Playing with different initial conditions we can get various patterns of the behaviour, more or less similar to the previous case with {c = 1/4, k = 4/1000}. Nonetheless from programming point of view the task of examining the system is the same.

• In OP's question K=1/4 and C=4/1000, why you swap it? BTW, thanks for the nice answer.
– zhk
Feb 23, 2017 at 15:28
• @MMM Thanks for pointing out that, indeed now the solution looks a bit different, nevertheless I suppose that imposing an appropriate initial data, we could get more similar solution. The OP has not mentioned what initial condition are needed. Feb 23, 2017 at 16:33
• Thank you Artes for your nice numerical solutions. The patterns that come out are really beautiful. But I mentioned that I already know how to get a numercal solution. What I am looking for is an analytical solution, that means to have a formula which solves the equation. Feb 23, 2017 at 16:55
• Please provide more detail on obtaining z''[t] + 1/2 z[t]^3 + d z[t] == 0. Thanks. Feb 23, 2017 at 20:11
• @Miene There is no claim in the OP that you want to find a symbolic solution. Edit your question, and write unambigously what you've expected. Feb 24, 2017 at 11:05

Analytical solution with Maple

Maple is able to produce an analytical solution with out the use of the initial conditions,

restart;
Eq1:= diff(x(t),t$2)=(k-c*y(t))*diff(y(t),t$1):
Eq2:= diff(y(t),t$2)=-(k-c*y(t))*diff(x(t),t$1):
dsolve({Eq1,Eq2});


But, if when we specify only two initial conditions ,

sol1:=dsolve({Eq1,Eq2,x(0)=a1,y(0)=b1});


odetest(sol1,{Eq1,Eq2,x(0)=a1,y(0)=b1})


{0}

If we can take another combination of the conditions,

sol2:=dsolve({Eq1,Eq2,x(0)=a1,D(x)(0)=c1});


odetest(sol2,{Eq1,Eq2,x(0)=a1,D(x)(0)=c1})


{0}

With these combinations y(0)=b1,D(y)(0)=d1 and D(x)(0)=c1,D(y)(0)=d1 maple produces no output.

Mathematica's DSolve is unable to solve the system in question analytically.

Numerical solution with Mathematica

C1 = 4/1000; K1 = 1/4;

sol1[x0_?NumericQ] :=
First@NDSolve[{x''[t] == y'[t]*(K1 - C1*y[t]),
y''[t] == -x'[t]*(K1 - C1*y[t]), x[0] == x0, x'[0] == x0,
y[0] == x0, y'[0] == x0}, {x, y}, {t, -10, 10}];

ParametricPlot[
Evaluate[{x[t], y[t]} /. sol1[#] & /@ Range[-10, 10, 1]], {t, -10,
10}, Frame -> True, PlotRange -> All]


First I appreciate the revision of my initial question done by Artes.
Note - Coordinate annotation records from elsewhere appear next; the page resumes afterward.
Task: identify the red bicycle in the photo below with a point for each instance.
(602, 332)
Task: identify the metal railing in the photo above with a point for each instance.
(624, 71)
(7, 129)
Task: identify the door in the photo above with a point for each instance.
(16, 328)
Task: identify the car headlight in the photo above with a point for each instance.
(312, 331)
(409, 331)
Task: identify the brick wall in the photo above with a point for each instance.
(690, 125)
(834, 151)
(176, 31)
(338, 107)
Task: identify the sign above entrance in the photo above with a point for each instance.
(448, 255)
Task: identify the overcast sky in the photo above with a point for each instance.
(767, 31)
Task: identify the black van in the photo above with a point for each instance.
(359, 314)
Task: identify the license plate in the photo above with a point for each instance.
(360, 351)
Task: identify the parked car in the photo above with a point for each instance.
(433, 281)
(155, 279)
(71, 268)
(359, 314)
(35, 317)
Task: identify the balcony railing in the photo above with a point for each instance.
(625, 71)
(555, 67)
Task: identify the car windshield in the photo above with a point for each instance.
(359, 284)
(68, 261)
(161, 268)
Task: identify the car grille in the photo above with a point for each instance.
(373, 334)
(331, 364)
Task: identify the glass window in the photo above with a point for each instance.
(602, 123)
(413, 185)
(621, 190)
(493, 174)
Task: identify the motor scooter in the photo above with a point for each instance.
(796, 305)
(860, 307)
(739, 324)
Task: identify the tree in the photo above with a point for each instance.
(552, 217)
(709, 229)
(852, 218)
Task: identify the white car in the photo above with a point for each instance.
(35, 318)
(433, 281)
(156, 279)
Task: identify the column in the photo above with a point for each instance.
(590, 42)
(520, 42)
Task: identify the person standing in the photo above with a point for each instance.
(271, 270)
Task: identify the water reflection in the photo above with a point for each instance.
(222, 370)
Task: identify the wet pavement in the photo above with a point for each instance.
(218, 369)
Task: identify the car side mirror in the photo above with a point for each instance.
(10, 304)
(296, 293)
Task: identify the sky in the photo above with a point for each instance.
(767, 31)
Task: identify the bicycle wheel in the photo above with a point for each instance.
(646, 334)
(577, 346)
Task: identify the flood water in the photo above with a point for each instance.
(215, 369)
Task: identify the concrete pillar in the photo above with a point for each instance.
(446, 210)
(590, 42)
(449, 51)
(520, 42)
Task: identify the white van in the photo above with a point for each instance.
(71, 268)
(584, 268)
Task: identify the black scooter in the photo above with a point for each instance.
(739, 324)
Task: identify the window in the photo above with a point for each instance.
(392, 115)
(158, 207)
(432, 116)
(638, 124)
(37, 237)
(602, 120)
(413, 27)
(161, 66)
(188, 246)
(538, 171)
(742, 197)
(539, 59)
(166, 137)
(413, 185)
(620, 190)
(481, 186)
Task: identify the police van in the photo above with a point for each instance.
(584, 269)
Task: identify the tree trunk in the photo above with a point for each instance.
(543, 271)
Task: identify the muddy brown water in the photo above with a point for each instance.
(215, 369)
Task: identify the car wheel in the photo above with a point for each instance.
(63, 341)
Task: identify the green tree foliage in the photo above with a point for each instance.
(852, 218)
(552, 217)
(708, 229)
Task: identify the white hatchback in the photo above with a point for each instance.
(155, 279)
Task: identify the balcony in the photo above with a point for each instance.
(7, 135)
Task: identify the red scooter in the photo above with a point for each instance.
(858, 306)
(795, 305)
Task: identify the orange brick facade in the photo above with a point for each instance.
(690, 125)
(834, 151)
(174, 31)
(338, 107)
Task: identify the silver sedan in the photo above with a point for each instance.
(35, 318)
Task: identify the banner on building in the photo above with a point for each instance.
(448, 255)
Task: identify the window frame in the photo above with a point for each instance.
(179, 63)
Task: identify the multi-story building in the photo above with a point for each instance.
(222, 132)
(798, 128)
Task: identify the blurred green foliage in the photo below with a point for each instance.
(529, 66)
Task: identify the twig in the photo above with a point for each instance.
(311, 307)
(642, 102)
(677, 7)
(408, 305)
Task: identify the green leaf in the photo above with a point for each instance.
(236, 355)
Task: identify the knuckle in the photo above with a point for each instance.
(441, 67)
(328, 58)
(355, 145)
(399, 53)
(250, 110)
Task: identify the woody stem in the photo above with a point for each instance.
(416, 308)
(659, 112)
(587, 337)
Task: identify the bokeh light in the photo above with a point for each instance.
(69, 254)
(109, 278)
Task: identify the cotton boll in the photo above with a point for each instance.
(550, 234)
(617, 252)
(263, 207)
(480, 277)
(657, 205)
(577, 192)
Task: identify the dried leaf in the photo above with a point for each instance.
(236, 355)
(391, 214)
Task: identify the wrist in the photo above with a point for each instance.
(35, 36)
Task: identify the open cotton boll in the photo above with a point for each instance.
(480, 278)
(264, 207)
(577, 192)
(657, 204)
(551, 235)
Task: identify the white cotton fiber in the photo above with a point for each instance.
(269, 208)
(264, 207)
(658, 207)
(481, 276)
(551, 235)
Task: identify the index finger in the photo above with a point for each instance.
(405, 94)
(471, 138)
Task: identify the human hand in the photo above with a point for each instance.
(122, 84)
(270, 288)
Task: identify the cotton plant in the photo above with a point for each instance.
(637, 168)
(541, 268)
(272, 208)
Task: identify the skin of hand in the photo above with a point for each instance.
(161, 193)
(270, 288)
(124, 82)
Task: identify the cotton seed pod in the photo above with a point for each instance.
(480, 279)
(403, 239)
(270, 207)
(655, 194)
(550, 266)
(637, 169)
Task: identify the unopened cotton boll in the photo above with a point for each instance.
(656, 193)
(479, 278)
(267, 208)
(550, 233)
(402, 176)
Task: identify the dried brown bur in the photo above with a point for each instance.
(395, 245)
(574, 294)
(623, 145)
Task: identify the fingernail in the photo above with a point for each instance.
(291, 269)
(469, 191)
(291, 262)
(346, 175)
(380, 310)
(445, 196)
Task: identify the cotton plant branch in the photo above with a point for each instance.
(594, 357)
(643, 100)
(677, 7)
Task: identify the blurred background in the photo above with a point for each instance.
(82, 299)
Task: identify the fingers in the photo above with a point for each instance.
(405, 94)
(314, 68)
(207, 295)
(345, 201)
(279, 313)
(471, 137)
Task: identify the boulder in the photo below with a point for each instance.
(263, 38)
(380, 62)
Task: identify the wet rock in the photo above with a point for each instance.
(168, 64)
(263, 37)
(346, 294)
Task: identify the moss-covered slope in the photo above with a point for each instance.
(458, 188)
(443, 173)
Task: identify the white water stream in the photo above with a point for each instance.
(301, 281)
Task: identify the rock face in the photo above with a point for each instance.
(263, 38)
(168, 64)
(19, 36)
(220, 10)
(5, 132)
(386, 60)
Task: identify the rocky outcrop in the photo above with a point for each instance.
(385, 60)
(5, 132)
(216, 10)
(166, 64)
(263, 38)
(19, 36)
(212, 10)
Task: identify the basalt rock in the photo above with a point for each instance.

It is much clearer now. Further I thank all who gave me hints for analytical solutions. In the end I had to accept that there is no really simple solution --- as I posted my question, I had the hope there might be a solution which I just can see even it is not to intricate.

After all I had to go back to a numerical solution and I'll describe my proceeding as it is strait forward and can even be carried out on Excel:

I start with a initial condition c(0) and c'(0) [c'(0) with length 1] and the differential equation gives me c''(0) as

x′′(0)=(k−cy(0))y′(0)
y′′(0)=−(k−cy(0))x′(0).


Now for a small t I get

x'(t)=x'(0)+t*x''(0)
y'(t)=y'(0)+t*y''(0).


I normalize c'(t) to length 1 and take the mean value mv(t) = (c'(0)+c'(t))/2, which I normalize likewise. Then I count

x(t)=x(0)+t*mvx(t)
y(t)=y(0)+t*mvy(t),


where mvx is the x-part of mv an mvy is the y-part of mv. Then I do the same procedure with starting point c(t) and c'(t) to get values for 2*t and so on ...

In this way I get c(n*t) for n=0, 1, 2, 3, ... If t is small enough this will be a fine approximation to the real solution.